エンジニアの育成現場の「失敗」集めてみた。

出石聡史 /翔泳社

前作の『ソフトウェア開発現場の……』の方も読んで、可愛いキャラクタで楽しかったので、今回も読んだ。 特に今回の「エンジニアの育成」は、僕にとっても僕がいる環境にとっても重要な課題であるので、出版前から心待ちにしていた。 今回も、可愛いキャラクタの漫画とストーリーの中に、大切なことがつめられていて楽しかった。 当然、耳が痛いことも・心抉られるようなことも書かれていたが、そういうこと含めて色々と考えられる時間になって良かった。 好印象の一冊。

LLMのプロンプトエンジニアリング

John Berryman、Albert Ziegler、服部佑樹(訳)、佐藤直生(訳) /オライリー・ジャパン

大人気の本。
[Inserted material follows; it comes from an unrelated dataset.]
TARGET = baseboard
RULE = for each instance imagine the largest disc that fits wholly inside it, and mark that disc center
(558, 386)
同僚に流行っているということを教えてもらった。 しばらく書店で見かけなかったが、生活範囲から少し離れたところに出かける用事があり、その際に買った。 正直なところ、僕自身はあまり明に使ったり興味を持ったりする話ではないんだけれども、流行りに乗っかって読んでおこうかと。 社内でもLLMを使った開発等の話も出てきており、そもそもそのパワフルさは確かに無視のできない状況であることは確かであるので。 これを読んでLLMってものがなんとなくわかってくる感じにはなるので良い本だったとは思う。 読んだ後に、「ふーん、なるほどね。」となり、アテンションの大まかな話等おさらいしようかなって気になる。 しかし、残念ながら、僕の興味の問題もあるだろうが、あまり文章が良くなかったようには感じた。 訳が良くないのではないかなという気もするのだけれど、原文を買って確かめる気にはなれず。